Cada vez son más las películas que tratan de escapar del encasillamiento en el que se encuentra actualmente estancado el cine de terror, por culpa de una industria que solo entiende el género desde la explotación sistemática de unas fórmulas hace tiempo agotadas. La mayoría de los títulos que se estrenan van dirigidos a un público conformista que busca el susto previsible y facilmente asimilable, pero por suerte quedan espectadores exigentes que piden algo más y quieren ser sorprendidos, por lo que esperan esas producciones alternativas como agua de mayo.
La sorpresa del 2018 ha saltado por fin, y “Hereditary” ha sido saludada como la película terrorífica del año, desplazando a otras posibles candidatas. A su favor tiene la inspiración en grandes clásicos como “La semilla del diablo” (1968) o la película de culto británica “The Wicker Man” (1973), combinados de forma hábil con tragedias domésticas modernas del estilo de “La tormenta de hielo” (1997) o “En la habitación” (2001). El hallazgo se debe al debutante Ari Aster, un premiado cortometrajista al que le gustan tanto las películas de sustos como los dramas familiares de Mike Leigh.
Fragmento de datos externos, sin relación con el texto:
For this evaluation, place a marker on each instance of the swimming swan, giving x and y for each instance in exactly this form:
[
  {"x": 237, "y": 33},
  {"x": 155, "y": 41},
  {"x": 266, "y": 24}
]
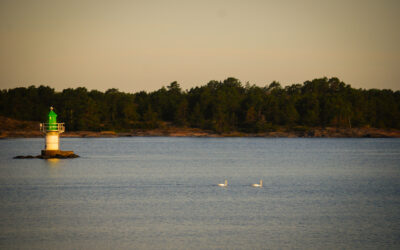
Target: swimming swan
[
  {"x": 257, "y": 185},
  {"x": 223, "y": 184}
]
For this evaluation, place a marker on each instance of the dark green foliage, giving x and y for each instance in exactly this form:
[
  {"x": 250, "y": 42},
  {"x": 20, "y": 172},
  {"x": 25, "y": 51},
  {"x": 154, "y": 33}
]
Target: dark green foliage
[{"x": 220, "y": 106}]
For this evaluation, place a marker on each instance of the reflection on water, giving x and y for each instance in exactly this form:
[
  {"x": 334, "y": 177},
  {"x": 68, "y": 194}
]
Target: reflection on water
[{"x": 148, "y": 193}]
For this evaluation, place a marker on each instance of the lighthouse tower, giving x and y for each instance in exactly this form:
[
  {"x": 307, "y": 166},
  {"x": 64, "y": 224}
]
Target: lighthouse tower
[{"x": 52, "y": 130}]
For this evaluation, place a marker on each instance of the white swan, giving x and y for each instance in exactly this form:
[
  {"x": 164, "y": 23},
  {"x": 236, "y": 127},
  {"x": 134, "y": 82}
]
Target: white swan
[
  {"x": 223, "y": 184},
  {"x": 257, "y": 185}
]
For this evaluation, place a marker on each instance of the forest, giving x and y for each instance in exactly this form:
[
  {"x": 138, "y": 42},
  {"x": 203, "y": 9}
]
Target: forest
[{"x": 219, "y": 106}]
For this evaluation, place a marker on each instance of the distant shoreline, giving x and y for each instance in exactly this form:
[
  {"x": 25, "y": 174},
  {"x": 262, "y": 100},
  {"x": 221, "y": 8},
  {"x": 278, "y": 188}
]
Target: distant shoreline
[
  {"x": 193, "y": 132},
  {"x": 11, "y": 128}
]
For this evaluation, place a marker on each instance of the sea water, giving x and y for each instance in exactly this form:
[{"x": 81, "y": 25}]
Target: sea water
[{"x": 162, "y": 193}]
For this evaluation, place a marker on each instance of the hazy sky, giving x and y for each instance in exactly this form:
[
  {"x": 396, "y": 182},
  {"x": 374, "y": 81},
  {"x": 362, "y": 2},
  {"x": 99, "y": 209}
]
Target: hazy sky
[{"x": 143, "y": 45}]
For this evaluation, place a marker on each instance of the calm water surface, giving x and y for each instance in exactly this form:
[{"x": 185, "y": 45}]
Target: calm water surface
[{"x": 161, "y": 193}]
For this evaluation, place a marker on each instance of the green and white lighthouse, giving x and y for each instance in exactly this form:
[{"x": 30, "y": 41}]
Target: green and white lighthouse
[{"x": 52, "y": 130}]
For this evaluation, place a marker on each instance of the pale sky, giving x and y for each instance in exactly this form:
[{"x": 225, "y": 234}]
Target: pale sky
[{"x": 144, "y": 45}]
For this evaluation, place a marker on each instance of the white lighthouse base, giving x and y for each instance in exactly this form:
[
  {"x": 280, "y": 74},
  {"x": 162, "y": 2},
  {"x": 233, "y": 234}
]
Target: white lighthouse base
[
  {"x": 52, "y": 141},
  {"x": 58, "y": 154}
]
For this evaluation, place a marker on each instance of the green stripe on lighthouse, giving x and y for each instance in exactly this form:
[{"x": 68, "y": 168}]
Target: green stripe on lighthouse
[{"x": 52, "y": 120}]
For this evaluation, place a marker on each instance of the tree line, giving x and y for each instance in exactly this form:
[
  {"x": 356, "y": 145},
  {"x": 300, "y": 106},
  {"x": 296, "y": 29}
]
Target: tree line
[{"x": 221, "y": 106}]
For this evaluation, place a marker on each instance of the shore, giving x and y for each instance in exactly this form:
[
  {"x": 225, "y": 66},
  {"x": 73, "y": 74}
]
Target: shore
[{"x": 10, "y": 128}]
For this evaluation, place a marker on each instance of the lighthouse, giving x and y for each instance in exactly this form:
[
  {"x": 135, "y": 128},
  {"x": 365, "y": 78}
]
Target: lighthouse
[{"x": 52, "y": 130}]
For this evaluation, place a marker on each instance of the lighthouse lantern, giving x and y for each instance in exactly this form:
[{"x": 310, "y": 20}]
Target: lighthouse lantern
[{"x": 52, "y": 129}]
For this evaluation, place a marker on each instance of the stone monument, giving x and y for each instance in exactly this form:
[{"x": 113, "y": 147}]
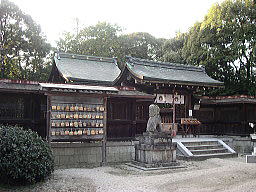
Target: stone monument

El otro gran descubrimiento de “Hereditary” es la actriz infantil Milly Shapiro, que con su peculiar físico e inquietante fisonomía se va a hacer tan famosa como la Linda Blair de “El exorcista” (1973). En su personaje reside la clave de esta fábula macabra sobre los lazos de sangre y la predestinación, conectada con el tema siempre impactante de las sectas satanistas. Y es que además los roles paternos le dan todavía más empaque a la función, al repartirse entre la australiana Toni Collette y el irlandés Gabriel Byrne. La madre es la heredera al fallecimiento de la abuela, dueña de la casa, representada en los dioramas y maquetas que esta mujer crea, y que miniaturizan sus interioridades.